このnoteは、“社会教育行政”という分野で働く公務員の私が、勤務時間外のプライベートな時間約128時間/週を使って、いろいろな角度から町を盛り上げたいと思い、普段の業務を通じて考えていることやアイデアなどを書きためるものです。あくまでも一個人の考え方であり、私が所属する組織の総意ではありません。
きっかけは“チラシの作成”
私の担当する業務のひとつに“高齢者大学”があります。社会教育では、成人教育、特に高齢者教育として、「高齢者大学」(自治体によって名称は様々)を開講し、教養の習得や健康づくり、生きがいづくりを行っています。

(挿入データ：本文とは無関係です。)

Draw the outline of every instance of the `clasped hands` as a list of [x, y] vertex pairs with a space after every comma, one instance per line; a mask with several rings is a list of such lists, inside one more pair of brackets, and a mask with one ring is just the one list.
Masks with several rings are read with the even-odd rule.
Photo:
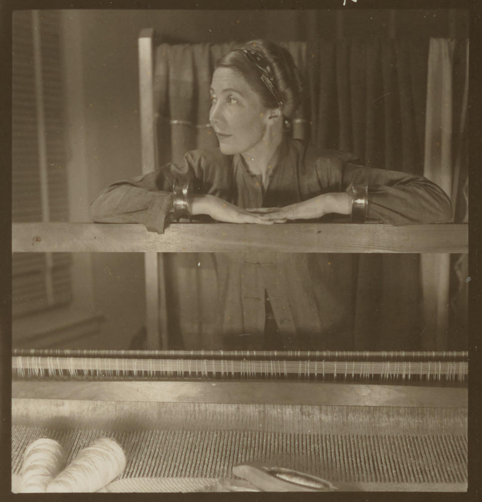
[[207, 215], [218, 221], [229, 223], [257, 223], [272, 225], [288, 220], [311, 220], [335, 213], [351, 213], [351, 195], [345, 192], [323, 193], [302, 202], [283, 208], [255, 208], [244, 209], [212, 195], [193, 197], [192, 214]]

人生の大先輩である方々に、「若輩者の私が…」と恐縮しつつも、毎年手を変え品を変え、“やってみたい・学びたい”に応えようと悪戦苦闘しています。
そして、毎年この時期(3月)の恒例業務が、その高齢者大学の新年度の“参加者募集チラシの作成”です。
これがまぁ難しい。
今の時代、募集・周知はSNS、申し込みはスマホからQRコードでGoogleフォームなどにアクセスして、というようにかなり手軽になりました。

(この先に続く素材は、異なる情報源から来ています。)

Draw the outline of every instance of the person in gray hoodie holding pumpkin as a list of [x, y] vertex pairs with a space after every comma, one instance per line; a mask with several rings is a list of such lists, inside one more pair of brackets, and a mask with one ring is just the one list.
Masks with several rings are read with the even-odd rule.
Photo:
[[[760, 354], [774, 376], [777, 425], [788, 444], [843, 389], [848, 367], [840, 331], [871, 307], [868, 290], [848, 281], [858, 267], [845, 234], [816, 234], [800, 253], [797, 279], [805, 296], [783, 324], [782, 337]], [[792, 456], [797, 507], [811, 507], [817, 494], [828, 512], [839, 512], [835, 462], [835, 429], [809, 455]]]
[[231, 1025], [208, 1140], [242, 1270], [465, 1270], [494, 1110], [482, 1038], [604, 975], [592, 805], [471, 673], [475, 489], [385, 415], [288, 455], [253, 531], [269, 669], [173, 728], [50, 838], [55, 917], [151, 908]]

しかし、私の町の2020年の高齢化率(町民の全人口に占める65歳以上の人口)は約40%ですし(ちなみに、高齢者大学の参加者の平均年齢は79歳)、総務省が令和3年6月に出した「令和2年通信利用動向調査」を見ると、全国のスマホの世帯保有率は、70代で約71%、80代以上では約11%に激減します。

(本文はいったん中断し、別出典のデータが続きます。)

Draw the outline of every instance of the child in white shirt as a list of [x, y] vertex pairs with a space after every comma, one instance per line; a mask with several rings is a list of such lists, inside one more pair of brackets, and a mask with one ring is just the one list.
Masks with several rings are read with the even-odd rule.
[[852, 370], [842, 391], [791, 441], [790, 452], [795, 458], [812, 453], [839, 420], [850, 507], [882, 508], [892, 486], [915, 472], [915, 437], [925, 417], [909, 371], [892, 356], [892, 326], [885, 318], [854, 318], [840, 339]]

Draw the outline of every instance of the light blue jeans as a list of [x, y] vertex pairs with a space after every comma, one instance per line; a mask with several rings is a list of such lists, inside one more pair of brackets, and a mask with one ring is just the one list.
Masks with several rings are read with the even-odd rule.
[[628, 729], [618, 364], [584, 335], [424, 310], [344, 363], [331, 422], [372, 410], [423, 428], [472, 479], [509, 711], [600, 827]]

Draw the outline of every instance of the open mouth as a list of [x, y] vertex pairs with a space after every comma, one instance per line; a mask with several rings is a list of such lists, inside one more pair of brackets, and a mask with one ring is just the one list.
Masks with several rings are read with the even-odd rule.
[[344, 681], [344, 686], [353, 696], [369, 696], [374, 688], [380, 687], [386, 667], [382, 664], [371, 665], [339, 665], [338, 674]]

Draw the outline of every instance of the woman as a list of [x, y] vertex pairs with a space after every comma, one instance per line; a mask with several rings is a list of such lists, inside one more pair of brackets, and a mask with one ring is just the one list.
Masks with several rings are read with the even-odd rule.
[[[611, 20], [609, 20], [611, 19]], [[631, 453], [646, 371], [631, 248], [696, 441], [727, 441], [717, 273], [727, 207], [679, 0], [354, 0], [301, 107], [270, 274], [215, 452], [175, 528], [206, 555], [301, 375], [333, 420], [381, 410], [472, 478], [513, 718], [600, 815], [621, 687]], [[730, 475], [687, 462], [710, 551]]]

こんな状況なので、先に書いたようなデジタルでの募集・申し込み方法を、現状ではメインにはできません。
もちろん、スマホやSNSを頻繁に使用している世代をターゲットにした事業であれば、様々なメリットがあるので積極的に使っていくのがよいと思いますし、実際私が担当する他の事業では多く使っています。
では、町民、特にスマホを使っていない世代に向けて広く周知する方法はというと、月1回発行される町の広報誌へのチラシの折り込みです。
特に決まりがあるわけでもなく、あくまで“自分の中での原則”なのですが、事業の参加者募集チラシは、A4サイズ(できる限り片面)にしています。余計な情報は極力そぎ落とし、必要な情報だけを掲載しようとすると、そのサイズがちょうどいいような気がしているからです。
「じゃあ、高齢者が見ても必要な情報をすぐに得られるチラシのデザインとは?」というのが、毎回の大きな悩みとなっています。
奥が深い“チラシの作成”
以前、ファシリテーショングラフィック(会議のファシリテーターが参加者から出た意見を図化すること)の研修で、講師から「マジックの色にも注意を払う必要がある」という話を聞きました。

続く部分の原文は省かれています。